Last year, months after the shooting death of Trayvon Martin, 17 year-old Jordan Davis was shot and killed by Michael Dunn in Florida. Davis was at a gas station when Dunn began to complain that the music he was playing in his car was too loud.

Dunn told police that he asked Davis to turn down their music, but heard threats from the teens and allegedly saw a gun in their car.  According to police officials, “there were three words exchanged” before Dunn pulled out his weapon and began to fire at Davis’ car. Police found about nine bullet holes in his car. Davis, who was in the backseat, was shot several times.  Police never found a weapon in the car Davis was in.

“Our suspect produced a weapon and started firing into the vehicle. Our victim was shot a couple of times,” Jacksonville homicide Lt. Rob Schoonover told the Florida Times-Union. “ … They were listening to the music. It was loud; they [other teens] admitted that. But I mean that is not a reason for someone to open fire on them.”

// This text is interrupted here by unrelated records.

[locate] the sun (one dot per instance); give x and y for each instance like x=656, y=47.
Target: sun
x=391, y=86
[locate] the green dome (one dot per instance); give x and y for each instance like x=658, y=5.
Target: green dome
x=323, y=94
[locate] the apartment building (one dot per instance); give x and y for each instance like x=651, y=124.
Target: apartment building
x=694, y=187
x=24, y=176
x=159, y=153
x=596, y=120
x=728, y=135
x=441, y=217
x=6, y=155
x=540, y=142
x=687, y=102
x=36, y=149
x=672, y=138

After his arrest, police officials said that Dunn said he “felt threatened and that is the reason he took action.”

Dunn was charged with first-degree murder in Davis’ death and also faces three counts of attempted first-degree murder for shooting at the three others in the vehicle. He has pleaded not guilty.

Dunn’s attorney, Robin Lemonidis, told CNN that her client was reacting to what he said was a gun being drawn.

“When all the evidence has been flushed out, I believe that it will be extremely clear that Mr. Dunn acted as any responsible firearm owner would have under the same circumstances,” Lemonidis said.

John Phillips is the Jacksonville attorney representing Davis’ family.

“Since day one, I have said this is a case about hate more than race. It is about respect for the person next to you. Some do not value life because of different races, lifestyle choices, religions and a host of other ignorant reasons,” Phillips said.

“However, Jordan was someone’s beloved son, best friend, student and beloved boyfriend. It is a case about whether someone has a legal right to be blinded by irrational fear and hate — and take a life,” he said.

State Attorney Angela Corey, who was the prosecutor in the Zimmerman trial, is also the prosecutor for this case.

Jury selection begins this morning at 9 a.m.